Photo by Noam Galai/Getty Images

香港では新型コロナウイルス感染の再拡大により市内の全飲食店が休業を強いられ、一方の米国でも感染拡大が収まることなく続いている。新型ウイルスのパンデミック(世界的大流行)が今後も世界中の人々の生活に影響を与え続けるのは明らかだ。

カナダやニュージーランドなど、厳格なロックダウン(都市封鎖)を即座に実施したことで新規感染をいくぶん抑えられた国でさえも、経済面での長期的な影響が続くだろう。

レストラン業界は、特に大きな打撃を受けた。全米レストラン協会(NRA)は、パンデミック中に米国のレストランでは軒並み売り上げが減少したと指摘。「未調整のデータに基づくと、3~6月の飲食店での売り上げは予想よりも1160億ドル(約12兆2000億円)以上低かった」としている。

同協会は「レストラン以外の宿泊施設や芸術・娯楽・レクリエーション、教育、医療、小売業での食品サービスでの消費の急激な減少も考慮すると、レストランと食品サービスの売り上げ減少は過去4カ月で1450億ドル(約15兆4000億円)を超える可能性が高い」とした。

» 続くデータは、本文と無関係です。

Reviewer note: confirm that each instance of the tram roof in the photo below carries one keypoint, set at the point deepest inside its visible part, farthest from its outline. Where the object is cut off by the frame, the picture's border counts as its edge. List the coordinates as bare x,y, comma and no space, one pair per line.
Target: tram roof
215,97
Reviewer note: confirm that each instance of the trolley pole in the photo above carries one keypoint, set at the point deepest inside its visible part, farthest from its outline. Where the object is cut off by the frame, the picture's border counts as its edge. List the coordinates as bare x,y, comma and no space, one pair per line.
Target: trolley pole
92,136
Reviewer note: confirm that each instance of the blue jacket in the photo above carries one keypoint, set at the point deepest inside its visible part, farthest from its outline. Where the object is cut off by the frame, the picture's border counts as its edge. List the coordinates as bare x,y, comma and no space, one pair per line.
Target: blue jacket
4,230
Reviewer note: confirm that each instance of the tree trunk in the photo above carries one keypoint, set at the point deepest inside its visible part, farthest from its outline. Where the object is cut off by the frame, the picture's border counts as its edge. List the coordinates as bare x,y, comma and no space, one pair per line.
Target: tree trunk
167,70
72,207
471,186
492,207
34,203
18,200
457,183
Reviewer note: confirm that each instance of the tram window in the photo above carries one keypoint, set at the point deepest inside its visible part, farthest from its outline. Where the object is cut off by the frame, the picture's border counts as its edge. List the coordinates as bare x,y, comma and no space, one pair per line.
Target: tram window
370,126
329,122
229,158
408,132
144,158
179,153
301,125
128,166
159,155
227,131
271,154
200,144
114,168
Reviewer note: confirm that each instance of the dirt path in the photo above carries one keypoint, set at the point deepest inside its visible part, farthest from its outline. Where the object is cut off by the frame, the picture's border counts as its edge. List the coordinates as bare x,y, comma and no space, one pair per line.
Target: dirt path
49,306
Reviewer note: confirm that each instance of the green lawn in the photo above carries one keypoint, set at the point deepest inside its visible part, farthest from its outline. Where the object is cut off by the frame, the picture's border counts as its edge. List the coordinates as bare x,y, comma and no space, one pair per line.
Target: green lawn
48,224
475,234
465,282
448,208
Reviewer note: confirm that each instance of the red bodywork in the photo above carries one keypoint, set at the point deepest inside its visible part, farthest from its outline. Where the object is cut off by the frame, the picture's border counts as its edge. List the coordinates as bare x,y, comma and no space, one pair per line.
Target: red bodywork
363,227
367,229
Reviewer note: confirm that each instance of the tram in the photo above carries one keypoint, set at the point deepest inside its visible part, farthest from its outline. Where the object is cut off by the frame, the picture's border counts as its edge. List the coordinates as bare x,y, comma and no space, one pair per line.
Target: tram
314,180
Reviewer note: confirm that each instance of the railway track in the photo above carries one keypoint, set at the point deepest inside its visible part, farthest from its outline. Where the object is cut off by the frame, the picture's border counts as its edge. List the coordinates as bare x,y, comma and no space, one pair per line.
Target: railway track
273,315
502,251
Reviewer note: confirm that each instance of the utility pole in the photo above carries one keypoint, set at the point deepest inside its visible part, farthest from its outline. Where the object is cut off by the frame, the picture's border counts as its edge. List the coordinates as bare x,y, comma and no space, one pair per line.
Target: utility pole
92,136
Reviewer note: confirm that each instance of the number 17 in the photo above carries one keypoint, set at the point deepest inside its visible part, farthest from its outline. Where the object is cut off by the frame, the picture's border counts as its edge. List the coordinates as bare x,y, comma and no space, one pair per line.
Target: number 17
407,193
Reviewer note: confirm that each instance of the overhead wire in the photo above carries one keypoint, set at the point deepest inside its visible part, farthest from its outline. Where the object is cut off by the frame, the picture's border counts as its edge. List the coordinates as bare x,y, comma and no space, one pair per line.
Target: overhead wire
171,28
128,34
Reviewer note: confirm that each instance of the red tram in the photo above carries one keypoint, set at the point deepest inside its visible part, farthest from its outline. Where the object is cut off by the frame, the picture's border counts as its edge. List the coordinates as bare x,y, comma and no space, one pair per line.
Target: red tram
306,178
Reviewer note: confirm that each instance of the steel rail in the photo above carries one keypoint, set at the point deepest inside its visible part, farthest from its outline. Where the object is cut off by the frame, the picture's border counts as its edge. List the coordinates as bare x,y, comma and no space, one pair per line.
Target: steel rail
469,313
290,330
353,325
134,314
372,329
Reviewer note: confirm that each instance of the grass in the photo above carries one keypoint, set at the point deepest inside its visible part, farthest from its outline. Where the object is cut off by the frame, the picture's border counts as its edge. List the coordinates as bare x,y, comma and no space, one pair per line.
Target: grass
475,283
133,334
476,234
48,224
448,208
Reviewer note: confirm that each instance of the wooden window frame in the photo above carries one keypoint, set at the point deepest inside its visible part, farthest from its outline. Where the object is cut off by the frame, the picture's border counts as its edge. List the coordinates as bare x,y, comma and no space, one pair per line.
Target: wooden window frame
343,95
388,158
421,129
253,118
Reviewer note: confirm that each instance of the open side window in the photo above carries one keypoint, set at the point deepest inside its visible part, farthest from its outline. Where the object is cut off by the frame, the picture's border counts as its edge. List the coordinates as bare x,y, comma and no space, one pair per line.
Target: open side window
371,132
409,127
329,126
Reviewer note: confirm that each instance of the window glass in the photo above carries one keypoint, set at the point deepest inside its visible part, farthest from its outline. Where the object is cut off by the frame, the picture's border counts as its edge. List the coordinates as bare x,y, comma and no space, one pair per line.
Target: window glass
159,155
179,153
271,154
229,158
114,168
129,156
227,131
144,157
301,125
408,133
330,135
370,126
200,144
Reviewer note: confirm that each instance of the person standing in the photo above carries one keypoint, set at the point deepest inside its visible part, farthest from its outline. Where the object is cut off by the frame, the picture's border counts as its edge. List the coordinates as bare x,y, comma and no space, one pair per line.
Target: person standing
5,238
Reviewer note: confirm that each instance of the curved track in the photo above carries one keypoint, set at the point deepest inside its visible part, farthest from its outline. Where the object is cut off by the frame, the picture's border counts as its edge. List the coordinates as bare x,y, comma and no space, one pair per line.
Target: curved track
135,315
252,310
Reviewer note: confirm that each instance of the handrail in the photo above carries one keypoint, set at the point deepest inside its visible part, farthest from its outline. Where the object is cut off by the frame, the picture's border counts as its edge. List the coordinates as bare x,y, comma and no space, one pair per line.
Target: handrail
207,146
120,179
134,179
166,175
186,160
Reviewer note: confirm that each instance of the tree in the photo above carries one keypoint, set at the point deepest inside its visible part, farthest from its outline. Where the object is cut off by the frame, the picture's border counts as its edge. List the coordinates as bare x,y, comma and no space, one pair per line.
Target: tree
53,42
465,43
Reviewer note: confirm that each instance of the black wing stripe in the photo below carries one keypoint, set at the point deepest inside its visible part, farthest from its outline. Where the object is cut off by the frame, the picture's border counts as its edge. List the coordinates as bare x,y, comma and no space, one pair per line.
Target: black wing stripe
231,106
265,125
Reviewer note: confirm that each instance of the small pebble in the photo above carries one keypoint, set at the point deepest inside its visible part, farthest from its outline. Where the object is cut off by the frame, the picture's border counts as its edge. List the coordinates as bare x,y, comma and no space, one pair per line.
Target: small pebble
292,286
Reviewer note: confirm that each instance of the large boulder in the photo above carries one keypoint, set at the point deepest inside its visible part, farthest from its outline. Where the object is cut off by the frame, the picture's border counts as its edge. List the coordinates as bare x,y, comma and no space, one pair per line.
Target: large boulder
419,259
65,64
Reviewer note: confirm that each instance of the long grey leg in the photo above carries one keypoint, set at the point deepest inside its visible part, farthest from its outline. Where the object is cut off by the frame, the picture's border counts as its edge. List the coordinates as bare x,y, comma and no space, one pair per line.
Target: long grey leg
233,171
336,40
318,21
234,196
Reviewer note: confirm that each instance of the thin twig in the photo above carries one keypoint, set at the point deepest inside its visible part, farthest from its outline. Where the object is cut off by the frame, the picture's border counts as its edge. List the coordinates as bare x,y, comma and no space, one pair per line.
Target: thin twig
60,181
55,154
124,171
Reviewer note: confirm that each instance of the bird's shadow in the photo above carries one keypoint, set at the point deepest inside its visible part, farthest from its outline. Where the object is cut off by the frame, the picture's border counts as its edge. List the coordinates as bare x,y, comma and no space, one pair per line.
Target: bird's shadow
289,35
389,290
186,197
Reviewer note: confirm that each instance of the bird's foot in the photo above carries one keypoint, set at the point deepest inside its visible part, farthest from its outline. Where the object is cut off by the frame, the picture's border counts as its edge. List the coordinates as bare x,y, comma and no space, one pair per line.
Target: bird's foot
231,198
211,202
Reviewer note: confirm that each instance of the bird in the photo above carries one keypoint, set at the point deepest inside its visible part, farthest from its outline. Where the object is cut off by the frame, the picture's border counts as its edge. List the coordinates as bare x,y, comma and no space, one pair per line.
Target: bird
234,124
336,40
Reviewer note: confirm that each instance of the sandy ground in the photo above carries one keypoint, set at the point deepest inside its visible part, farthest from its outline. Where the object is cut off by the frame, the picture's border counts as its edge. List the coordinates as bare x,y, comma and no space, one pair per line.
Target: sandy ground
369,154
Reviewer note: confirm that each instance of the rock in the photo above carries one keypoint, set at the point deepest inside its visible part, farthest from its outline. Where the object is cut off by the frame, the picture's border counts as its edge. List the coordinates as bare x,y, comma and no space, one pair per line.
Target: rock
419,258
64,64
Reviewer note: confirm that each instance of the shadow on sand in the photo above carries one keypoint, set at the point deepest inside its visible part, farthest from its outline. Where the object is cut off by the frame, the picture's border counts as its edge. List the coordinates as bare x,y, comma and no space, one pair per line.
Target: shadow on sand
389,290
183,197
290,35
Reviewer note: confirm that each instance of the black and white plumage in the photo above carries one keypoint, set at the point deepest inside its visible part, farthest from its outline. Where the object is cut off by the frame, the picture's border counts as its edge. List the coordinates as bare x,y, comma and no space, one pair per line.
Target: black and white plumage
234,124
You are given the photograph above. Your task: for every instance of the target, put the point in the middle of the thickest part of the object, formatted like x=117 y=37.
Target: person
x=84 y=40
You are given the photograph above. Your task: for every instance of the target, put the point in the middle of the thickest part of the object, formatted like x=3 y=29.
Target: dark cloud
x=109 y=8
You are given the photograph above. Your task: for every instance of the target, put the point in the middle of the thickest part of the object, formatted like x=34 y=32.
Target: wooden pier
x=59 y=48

一部のレストランはテイクアウトやデリバリー、店舗前での販売に転向を試みたが、中には廃業に追い込まれる店もある。所有主が閉店を報告した米国の店舗の集計を取っている口コミサイトのイェルプ(Yelp)の2020年第2四半期「経済平均報告書」によると、7月10日までに計2万6160件のレストランが閉店し、うち60%は永久的な閉店だった。永久的な閉店のうち、3000件近くは6月15日以降に起きたものだ。

米国では一部の州が経済活動を再開させているが、回復スピードは遅い。米市場調査会社NPDグループは、レストランチェーン大手の売り上げが7月中旬に12~14%減少したことに言及し、「レストランはこれからまだ大きな復活を遂げるだろうが、現時点では業界がフル稼働できるようになるまで動きが取れない状態だ」と指摘。

「その後『回復』段階になれば、レストラン業界は十分な顧客の流れを取り戻してコロナ前の水準に戻れるのか、それとも新たな日常でリセットが起き、消費者はより長期的に自炊をするようになるのかが分かるようになる」と述べている。

新型ウイルス対策で導入される措置が毎日のように変わる中、一つの業界に将来最終的にどのような長期的変化がもたらされるかを予測することは難しい。レストラン業界はただでさえ、非常に少ないマージンと消費者の好みの移り変わりに依存している業界だ。

しかしはっきりしていることは、主要な雇用創出元となっている業界の一つである飲食業に今後もこうした影響がおよび続けるということだ。あなたがかつて食事を楽しんだレストランの多くもその影響から逃れられないだろう。